We start by initializing our class. The k parameter is how many neighbors we want to look at. We're setting a default of 3, but feel free to change it!

def fit(self, X, y):
        self.X_train = X
        self.y_train = y

The fit method is just storing our training data.

def _predict(self, x):
     # Compute distances between x and all examples in the training set
     distances = [euclidean_distance(x, x_train) for x_train in self.X_train]

     # Sort by distance and return indices of the first k neighbors
     k_idx = np.argsort(distances)[:self.k]

     # Extract the labels of the k nearest neighbor training samples
     knn_labels = [self.y_train[i] for i in k_idx]  

     # return the most common class label
     most_common = Counter(knn_labels).most_common(1)
     return most_common[0][0]

So let me explain this one by one ,

  1. We calculate the distance between our point and all training points.
  2. We find the k closest points.
  3. We look at the labels of these k points.
  4. We return the most common label.
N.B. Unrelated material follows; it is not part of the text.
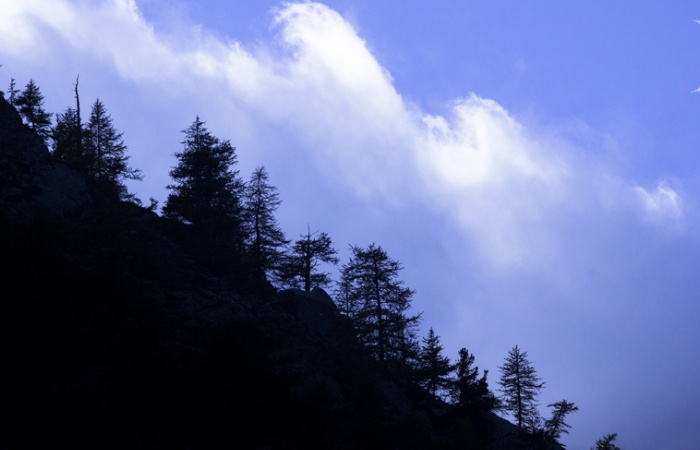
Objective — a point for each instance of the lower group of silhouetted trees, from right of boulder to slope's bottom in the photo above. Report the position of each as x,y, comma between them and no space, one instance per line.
371,293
That's our prediction!
def predict(self, X):
     y_pred = [self._predict(x) for x in X]
     return np.array(y_pred)

And there we have it! Pretty cool, huh?

Conclusion

This KNN implementation might not be as optimized as the ones you'll find in libraries, but it gets the job done and, more importantly, helps you understand what's really going on under the hood.You can find the full implementation on GitHub.

Feel free to clone it, play around with it make it your own. Happy coding! :)